- Occupations: Hip hop producer, composer

= Therapy 2093 =

Mehdi Mechdal, known as Therapy 2093 or simply Therapy, is a French record producer and beatmaker. In collaboration with other members of Therapy, he has played a notable role in the history of rap in France, particularly by partnering with or launching a number of important rappers, such as Sefyu, Booba, and Dosseh.

However, his most famous collaboration remains with Kaaris for the album Or Noir, which is credited with largely popularizing the musical genre of trap in France. He is considered one of the most influential beatmakers in French rap since the 2010s.

== Biography ==

=== Early life and initial actions ===
Mechdal is the son of a plumber and the nephew of Moho Chemlakh, the former guitarist of Trust. The future producer initially worked as an economics and management teacher in a vocational high school in Seine Saint Denis, a job he maintained even during his artistic career.

=== Career ===
Therapy began his career in 2006 with Sefyu's project Qui suis-je?, which launched the relatively unknown rapper and earned him a gold record. The album is already notable for its avant-garde aspects leaning towards drill and trap, and is considered a classic of French rap. Therapy 2093 continued his career by producing collaborations with Booba, such as Bakel City Gang and Caramel, gradually shifting towards trap with his collaborator, Therapy 2031. The evolution of Therapy during this period was described by Raphaël Da Cruz as follows:“Booba's Bakel City Gang combines the infernal brass of Atlanta trap with the shrill laser-like synths of electronic music favored by Araab Muzik; Caramel, also by Booba, combines T-Minus-like airy melodies with boiling synths in the style of Mike Will. Therapy 2031 then adopts a tool popularized in production by Lex Luger's work on Waka Flocka Flame's Flockaveli: the arpeggiator, which allows for a series of repetitive, very short notes in the same scale. While he previously extended the notes in his compositions like bell tolls, the Therapy duo developed very short notes, like sonic stings. Those in the track Kalash, the famous Booba and Kaaris collaboration, embody the pinnacle of this aesthetic.”The beatmaker became close to Kaaris in the early 2010s after being introduced by Booba. In 2012, he produced part of Kaaris' first studio mixtape Z.E.R.O, a significant album in French rap, although it went relatively unnoticed at its release.
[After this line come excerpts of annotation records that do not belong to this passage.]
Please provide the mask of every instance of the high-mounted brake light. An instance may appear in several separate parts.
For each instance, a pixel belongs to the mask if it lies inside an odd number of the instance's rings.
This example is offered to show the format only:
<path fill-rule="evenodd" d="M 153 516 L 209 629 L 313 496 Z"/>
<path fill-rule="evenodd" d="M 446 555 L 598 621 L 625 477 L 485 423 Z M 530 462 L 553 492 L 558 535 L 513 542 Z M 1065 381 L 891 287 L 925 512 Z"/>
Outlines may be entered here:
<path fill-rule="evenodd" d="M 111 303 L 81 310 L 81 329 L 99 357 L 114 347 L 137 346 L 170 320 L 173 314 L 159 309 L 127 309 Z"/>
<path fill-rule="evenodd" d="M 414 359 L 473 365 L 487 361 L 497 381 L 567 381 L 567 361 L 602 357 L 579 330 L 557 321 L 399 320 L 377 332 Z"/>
This album is considered the first trap project in France.

The following year, in September 2013, the duo released Or Noir. This album popularized the genre in France, and Therapy fully embraced these new sounds. The album, very dark and raw, revolutionized French rap and had a lasting impact. It is considered one of the major albums of the decade. By the next year, Therapy was called "the beatmaker for a good part of the French rap intelligentsia" by Libération. In 2014, Therapy collaborated with Niro on Miraculé and with Ateyaba on Ateyaba.
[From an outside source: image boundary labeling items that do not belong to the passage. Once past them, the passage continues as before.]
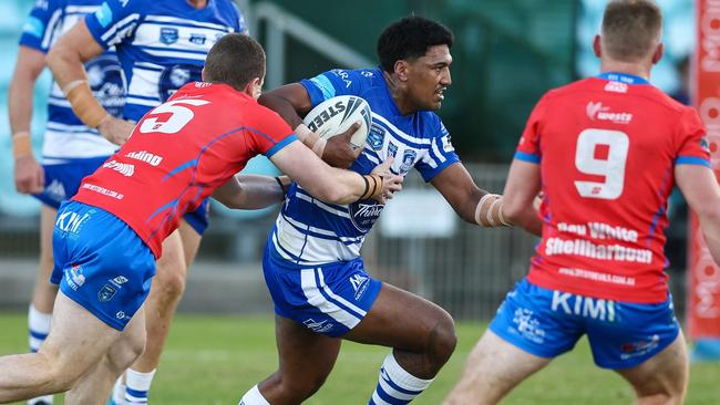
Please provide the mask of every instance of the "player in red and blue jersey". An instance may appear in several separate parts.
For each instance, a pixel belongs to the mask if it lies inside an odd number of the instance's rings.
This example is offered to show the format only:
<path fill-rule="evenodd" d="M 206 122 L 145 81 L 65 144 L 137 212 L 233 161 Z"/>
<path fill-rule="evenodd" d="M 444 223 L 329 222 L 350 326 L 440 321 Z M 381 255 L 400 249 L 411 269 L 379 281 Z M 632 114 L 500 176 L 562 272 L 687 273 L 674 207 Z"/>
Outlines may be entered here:
<path fill-rule="evenodd" d="M 445 404 L 497 403 L 584 334 L 595 363 L 625 377 L 638 403 L 682 403 L 667 200 L 679 186 L 719 261 L 720 188 L 698 114 L 648 83 L 661 31 L 655 2 L 609 2 L 594 43 L 603 73 L 549 91 L 529 116 L 503 212 L 543 238 Z"/>
<path fill-rule="evenodd" d="M 104 402 L 144 349 L 141 305 L 162 242 L 181 217 L 210 195 L 243 208 L 284 197 L 274 178 L 234 178 L 251 157 L 268 156 L 329 204 L 382 202 L 400 189 L 402 178 L 389 173 L 391 159 L 361 176 L 329 167 L 295 142 L 292 129 L 256 102 L 264 76 L 257 42 L 223 37 L 207 56 L 205 82 L 183 86 L 147 113 L 127 143 L 61 206 L 53 235 L 60 292 L 52 330 L 38 353 L 0 357 L 0 403 L 66 390 L 68 403 Z"/>

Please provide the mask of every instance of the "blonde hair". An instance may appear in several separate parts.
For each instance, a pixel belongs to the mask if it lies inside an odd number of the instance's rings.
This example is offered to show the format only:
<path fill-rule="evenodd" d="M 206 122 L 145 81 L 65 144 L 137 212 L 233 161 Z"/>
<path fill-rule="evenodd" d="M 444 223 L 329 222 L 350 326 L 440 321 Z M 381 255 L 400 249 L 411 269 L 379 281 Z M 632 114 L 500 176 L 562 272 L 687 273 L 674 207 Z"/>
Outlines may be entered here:
<path fill-rule="evenodd" d="M 603 51 L 614 60 L 638 62 L 654 51 L 662 13 L 652 0 L 613 0 L 603 15 Z"/>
In 2016, Therapy produced for rapper FK, an artist from Normandy. For his contributions to music, he was ranked first among the ten most important French rap producers of the decade by Mouv'. The artistic duo he formed with Kaaris is also considered one of the most accomplished in the field between a rapper and his beatmaker.

In 2021, he collaborated again with Kaaris on Château Noir.

=== Personal life ===
Therapy 2093 is married and has one child.